Friday, 28 April 2006

Quod expedit ubicumque possibile sit!

Just been reading a useful post from Fr John Zuhlsdorf of What Does The Prayer Really Say? concerning Paragraph 299 of the new General Introduction to the Roman Missal. It's good to remind ourselves of this, especially in the light of the release of the Italian edition of Fr Lang's Turning Towards the Lord (see post below).

The Latin reads: Altare maius exstruatur a pariete seiunctum, ut facile circumiri et in eo celebratio versus populum peragi possit, quod expedit ubicumque possibile sit. The official English translation is: The altar should be built apart from the wall, in such a way that it is possible to walk around it easily and that Mass can be celebrated at it facing the people, which is desirable wherever possible. However, according to Fr Zuhlsdorf, quod expedit ubicumque possibile sit should be translated as which is useful wherever it is possible rather than which is desirable wherever possible. Moreover, the quod refers to the altar rather than celebration facing the people.
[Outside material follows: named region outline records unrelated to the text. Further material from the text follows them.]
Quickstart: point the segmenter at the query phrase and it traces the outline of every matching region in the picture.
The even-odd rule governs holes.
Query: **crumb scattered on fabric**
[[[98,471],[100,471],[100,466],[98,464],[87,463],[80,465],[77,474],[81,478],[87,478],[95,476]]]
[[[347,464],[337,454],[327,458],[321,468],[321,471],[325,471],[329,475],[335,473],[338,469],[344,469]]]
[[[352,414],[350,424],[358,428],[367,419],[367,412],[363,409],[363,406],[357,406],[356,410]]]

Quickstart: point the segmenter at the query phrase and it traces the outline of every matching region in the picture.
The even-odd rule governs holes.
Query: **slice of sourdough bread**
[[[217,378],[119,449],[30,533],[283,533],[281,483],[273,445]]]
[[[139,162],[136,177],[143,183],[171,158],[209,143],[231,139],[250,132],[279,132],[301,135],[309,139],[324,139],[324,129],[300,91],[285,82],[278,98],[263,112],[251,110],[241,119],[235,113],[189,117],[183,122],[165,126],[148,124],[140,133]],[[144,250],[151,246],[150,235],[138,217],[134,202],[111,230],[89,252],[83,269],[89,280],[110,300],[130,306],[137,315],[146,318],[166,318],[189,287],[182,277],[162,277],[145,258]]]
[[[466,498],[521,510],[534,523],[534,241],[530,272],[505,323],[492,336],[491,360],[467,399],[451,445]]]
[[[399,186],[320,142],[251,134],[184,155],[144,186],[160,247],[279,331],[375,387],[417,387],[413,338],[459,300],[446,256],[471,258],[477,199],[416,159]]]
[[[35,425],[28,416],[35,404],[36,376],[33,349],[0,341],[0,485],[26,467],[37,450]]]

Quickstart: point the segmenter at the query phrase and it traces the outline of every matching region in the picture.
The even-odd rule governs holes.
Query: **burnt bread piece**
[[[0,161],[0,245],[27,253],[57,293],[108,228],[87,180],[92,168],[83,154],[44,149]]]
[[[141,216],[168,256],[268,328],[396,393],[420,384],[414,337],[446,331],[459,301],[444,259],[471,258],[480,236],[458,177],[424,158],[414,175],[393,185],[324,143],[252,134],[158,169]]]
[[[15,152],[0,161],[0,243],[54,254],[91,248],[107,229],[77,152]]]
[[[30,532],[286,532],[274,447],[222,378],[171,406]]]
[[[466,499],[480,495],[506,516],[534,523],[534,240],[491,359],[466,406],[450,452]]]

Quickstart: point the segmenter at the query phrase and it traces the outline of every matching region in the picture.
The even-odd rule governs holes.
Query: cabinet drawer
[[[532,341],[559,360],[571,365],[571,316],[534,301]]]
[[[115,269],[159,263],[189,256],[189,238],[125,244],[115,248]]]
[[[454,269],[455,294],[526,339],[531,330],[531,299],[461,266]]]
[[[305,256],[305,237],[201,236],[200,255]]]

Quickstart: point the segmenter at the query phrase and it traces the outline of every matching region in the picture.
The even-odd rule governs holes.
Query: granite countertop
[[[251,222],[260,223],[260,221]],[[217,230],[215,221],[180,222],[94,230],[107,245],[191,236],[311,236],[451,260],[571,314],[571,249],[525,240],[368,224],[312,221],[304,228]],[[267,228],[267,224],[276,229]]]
In other words, the thing that is useful is having the altar separate from the wall; paragraph 299 is not proposing that Mass 'facing the people' is in itself 'desirable whenever possible' at the expense of the traditional eastwards orientation. A free-standing altar (or, for that matter, celebrating Mass versus populum) is not obligatory. Tens of thousands of pounds do not have to be spent ripping out altars attached to the wall. When I was in Bavaria in February (here I go again!) it was interesting to see the number of churches which still used their historic altars for Masses (although the proclamation of the Liturgy of the Word was versus populum). I said Mass in such a manner on our first day in Munich and my pilgrim band did not seem to mind!